I don't think Tolstoy was known for his feminist views because the poor women in this book...I mean, sad horns. Apparently it was very easy to "lose" your looks. How, you ask? Oh, like getting pregnant, turning thirty or having a cold.  If they only had plastic surgeons they would have started The Real Housewives of Moscow. This is fascinating to read, as these people who are as rich and educated as they are still act like idiots. For example: He's going to leave me I just know it. Why is he acting like that? He must have another woman.  He is repulsed by me. This kind of stuff...no good can come of it.  As Beyonce says "What's worse, lookin' jealous or crazy? In this book, why not both?

I was intimidated about reading Tolstoy but it really reads like a typical Victorian novel except for the fact that its Russian. I didn't hate it, but instead of the good guys and bad guys of Dickens everyone is just kind of a turd in their own way. I think we are supposed to like one of the main characters as he is our proxy for the author, but I wasn't so crazy about him either. I probably would have thought Tolstoy was a turd in real life too.    

Drink this with a summer Russian Beyonce drink: Rooftop Lemonade: 2 ounces of vodka, 3 ounces of fresh squeezed lemonade, shake in a shaker, strain and add into a Collins glass with cucumber slices and ice.      

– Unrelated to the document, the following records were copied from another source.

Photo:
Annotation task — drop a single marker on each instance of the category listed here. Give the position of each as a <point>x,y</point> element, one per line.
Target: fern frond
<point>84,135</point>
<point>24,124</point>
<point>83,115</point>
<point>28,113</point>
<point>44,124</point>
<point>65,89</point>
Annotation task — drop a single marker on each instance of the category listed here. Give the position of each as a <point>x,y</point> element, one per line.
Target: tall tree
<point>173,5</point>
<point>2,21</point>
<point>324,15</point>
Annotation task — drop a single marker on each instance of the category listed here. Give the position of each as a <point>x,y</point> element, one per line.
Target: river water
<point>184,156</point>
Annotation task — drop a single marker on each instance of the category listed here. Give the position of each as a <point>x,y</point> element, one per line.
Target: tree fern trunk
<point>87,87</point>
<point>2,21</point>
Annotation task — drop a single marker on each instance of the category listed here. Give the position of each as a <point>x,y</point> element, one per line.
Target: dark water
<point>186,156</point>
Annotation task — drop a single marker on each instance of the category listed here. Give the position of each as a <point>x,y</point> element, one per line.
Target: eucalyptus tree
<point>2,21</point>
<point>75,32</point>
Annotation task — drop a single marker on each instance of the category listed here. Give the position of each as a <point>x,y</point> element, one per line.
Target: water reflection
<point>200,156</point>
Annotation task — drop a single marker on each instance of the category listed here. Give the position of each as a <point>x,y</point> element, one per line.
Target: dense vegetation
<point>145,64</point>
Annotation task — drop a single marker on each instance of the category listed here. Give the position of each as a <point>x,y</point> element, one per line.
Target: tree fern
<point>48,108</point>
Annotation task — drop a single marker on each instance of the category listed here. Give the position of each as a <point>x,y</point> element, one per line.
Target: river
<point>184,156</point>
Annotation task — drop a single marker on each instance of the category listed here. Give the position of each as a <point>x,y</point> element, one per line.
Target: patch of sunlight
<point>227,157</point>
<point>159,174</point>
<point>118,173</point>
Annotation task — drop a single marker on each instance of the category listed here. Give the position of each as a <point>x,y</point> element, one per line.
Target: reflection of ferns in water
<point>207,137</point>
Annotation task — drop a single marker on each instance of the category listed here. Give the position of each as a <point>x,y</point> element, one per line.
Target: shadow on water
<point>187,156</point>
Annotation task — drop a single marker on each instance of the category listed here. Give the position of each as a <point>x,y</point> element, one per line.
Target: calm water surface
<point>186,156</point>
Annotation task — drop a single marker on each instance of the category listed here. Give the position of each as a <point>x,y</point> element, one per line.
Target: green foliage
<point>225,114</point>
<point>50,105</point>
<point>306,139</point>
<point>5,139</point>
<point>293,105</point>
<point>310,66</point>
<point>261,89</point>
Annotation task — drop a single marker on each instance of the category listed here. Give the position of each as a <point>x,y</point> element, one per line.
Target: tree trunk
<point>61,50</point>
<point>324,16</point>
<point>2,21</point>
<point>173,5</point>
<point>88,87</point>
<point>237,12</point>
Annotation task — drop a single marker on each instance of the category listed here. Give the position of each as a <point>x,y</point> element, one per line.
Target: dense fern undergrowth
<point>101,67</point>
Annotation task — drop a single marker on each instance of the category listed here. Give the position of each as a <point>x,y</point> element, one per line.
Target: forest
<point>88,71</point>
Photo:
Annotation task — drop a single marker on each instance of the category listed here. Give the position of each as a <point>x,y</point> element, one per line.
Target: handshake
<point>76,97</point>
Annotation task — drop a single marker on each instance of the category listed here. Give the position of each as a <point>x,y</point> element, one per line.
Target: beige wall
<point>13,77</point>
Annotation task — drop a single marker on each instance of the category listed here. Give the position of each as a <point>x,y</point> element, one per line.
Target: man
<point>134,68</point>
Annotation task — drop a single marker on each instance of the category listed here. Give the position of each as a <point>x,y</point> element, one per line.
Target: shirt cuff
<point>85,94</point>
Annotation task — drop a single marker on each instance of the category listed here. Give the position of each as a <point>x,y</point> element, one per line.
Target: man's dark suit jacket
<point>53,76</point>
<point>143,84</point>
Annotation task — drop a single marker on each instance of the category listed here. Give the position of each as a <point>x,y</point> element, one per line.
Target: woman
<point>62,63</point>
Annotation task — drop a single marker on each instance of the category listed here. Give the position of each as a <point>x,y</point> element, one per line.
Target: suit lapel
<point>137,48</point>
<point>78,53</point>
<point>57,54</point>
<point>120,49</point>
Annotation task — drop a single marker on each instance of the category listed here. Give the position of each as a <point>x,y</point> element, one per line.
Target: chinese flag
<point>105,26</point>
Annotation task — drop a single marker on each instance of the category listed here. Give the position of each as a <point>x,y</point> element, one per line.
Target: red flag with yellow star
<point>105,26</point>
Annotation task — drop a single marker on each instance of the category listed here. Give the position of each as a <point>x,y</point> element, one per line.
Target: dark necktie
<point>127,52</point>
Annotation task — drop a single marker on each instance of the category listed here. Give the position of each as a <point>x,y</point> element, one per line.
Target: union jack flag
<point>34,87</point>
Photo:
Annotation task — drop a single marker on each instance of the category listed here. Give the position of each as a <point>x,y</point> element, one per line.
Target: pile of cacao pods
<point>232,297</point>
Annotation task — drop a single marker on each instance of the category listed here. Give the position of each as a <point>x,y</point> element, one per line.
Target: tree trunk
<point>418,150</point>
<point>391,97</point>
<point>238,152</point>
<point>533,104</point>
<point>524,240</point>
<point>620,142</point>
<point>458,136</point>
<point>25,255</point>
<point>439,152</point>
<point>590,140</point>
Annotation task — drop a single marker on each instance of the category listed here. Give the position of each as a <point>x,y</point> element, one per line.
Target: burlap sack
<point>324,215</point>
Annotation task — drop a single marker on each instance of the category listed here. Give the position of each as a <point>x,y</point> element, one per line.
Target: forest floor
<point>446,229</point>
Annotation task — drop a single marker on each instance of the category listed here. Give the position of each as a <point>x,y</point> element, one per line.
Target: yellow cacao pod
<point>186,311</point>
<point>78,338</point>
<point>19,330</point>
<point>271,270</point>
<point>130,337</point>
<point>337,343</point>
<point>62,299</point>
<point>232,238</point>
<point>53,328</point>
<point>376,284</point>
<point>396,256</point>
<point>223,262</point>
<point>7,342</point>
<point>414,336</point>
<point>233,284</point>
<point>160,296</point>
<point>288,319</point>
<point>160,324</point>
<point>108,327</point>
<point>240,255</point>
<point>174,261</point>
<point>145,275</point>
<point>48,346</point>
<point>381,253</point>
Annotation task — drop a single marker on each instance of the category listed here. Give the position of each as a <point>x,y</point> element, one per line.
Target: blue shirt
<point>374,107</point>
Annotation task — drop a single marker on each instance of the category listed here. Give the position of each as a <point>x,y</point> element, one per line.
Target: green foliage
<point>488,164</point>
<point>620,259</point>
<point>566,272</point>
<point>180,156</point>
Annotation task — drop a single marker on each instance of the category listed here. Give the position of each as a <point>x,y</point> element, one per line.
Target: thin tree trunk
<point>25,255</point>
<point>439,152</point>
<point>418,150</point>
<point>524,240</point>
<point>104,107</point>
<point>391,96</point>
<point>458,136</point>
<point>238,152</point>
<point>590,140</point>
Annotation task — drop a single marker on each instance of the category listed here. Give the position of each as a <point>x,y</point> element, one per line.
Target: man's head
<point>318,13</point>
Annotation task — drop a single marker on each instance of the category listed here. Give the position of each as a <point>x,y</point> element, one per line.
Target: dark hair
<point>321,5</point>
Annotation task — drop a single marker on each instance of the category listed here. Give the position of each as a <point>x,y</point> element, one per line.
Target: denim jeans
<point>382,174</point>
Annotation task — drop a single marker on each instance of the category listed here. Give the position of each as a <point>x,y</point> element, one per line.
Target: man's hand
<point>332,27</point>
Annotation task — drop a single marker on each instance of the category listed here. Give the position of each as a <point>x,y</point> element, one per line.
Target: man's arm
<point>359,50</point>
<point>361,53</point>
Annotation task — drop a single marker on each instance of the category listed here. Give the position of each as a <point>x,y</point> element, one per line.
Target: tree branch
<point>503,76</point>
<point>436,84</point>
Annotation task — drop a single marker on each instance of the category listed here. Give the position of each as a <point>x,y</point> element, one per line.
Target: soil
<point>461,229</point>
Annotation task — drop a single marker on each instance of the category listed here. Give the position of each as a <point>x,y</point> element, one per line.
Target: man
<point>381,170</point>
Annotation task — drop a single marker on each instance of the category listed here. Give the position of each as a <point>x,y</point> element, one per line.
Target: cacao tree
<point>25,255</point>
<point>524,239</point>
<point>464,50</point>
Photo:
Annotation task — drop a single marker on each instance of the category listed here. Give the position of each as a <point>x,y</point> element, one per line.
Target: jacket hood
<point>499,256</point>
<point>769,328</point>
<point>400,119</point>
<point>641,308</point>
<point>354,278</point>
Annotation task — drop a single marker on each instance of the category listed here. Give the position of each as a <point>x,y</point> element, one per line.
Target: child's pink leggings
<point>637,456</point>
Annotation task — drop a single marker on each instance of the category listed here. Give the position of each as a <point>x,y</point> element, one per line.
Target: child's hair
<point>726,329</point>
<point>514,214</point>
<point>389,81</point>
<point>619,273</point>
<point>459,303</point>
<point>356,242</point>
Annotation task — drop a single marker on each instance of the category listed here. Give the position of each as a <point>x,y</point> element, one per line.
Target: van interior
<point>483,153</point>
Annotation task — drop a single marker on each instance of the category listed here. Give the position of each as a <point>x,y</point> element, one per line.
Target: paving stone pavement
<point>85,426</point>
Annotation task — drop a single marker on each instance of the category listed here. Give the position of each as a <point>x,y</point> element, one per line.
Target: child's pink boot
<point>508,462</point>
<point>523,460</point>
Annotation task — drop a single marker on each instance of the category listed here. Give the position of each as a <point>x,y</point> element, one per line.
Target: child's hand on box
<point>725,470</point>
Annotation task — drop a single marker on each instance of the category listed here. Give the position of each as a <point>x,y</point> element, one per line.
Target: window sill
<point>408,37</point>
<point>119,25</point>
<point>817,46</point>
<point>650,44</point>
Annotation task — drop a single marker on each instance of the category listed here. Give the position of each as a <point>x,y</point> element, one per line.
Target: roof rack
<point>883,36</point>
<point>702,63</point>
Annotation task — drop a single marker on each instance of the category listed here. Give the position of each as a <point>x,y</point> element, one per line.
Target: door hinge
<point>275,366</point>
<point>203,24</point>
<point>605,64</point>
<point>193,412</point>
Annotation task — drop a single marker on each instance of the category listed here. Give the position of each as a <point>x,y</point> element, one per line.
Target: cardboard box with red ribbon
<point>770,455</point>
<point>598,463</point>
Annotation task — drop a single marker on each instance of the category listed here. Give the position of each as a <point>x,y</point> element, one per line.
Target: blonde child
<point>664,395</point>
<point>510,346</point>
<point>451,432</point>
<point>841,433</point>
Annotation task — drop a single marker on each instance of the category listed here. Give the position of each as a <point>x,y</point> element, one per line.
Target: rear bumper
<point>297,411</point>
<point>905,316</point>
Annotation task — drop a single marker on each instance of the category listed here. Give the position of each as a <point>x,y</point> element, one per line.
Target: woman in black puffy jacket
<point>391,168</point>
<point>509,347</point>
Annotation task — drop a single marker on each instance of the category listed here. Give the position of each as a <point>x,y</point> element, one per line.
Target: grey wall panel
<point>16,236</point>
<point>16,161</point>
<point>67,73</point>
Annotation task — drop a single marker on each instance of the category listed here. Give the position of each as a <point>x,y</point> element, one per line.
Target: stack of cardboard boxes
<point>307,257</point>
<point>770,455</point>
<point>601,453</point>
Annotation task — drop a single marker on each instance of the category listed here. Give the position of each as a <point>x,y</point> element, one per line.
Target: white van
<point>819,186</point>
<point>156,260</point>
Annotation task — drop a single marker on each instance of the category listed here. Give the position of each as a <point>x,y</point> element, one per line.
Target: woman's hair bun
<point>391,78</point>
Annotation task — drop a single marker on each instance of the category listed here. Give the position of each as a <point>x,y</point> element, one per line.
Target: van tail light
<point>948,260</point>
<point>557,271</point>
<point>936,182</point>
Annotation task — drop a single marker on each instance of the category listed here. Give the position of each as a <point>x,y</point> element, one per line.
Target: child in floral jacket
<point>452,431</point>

Wednesday, August 16, 2017

Drawing of the Dark

The Drawing of the Dark sounds like an epic metal band album. Surprise!, it's not about soul sucking harbingers of death but it's about beer!  Well, there are some soul sucker types and I think the grim reaper makes a cameo, but also....beer! This, I believe, was Tim Power's first novel and it's really weird for a first novel.  And while it's subtly funny, there are no dad jokes. I think the main issue with dad jokes is that they have this lazy dumb guy element. But what if you had an erudite professor-type dad? Would his dad jokes look like this? Son: "What do you call those 'why did the chicken cross the road type jokes'? Dad: (sigh) Pedestrian. Here's another one: What do you call an expensive Irish car and drives all over the place?  A Rolls Joyce.

Speaking of obscure references, The Drawing of the Dark is a fantasy set in the medieval times during the Ottoman Empire v. Western Empire times. There are references to all kinds of references. Many of which I am only vaguely aware. I think there are serious gaps in my education. I had to look a few things up and even then I missed so many I'm sure. Dave's grandpa was a college professor. The answer to every trivia question is Bucephalus. I did not have a professor dad.  He was more the type to know all the names of the Dallas Cowboy Cheerleaders.

For his earliest novel, it is ambitious, not in length but in content. It has many many fight scenes. I enjoyed it but I loved Anubis Gates. That is a tough act to follow, except this is written first, but you know what I mean. And yes, magical dark beer is a plot point. Oh, and I almost forgot to tell you that the wizard smokes a dried out snake. That sounds so cool--the smoke coming out of his mouth. Apparently it these snakes had a mild euphoric effect as if you didn't look cool enough smoking a snake.

Of course you have to drink this with a dark beer.  I was lucky enough to visit Ballast Point on my birthday and had a brunch sampler with this Coconut Victory at Sea Imperial Porter.  It has a very strong coconut and fairly strong coffee flavor so you are warned.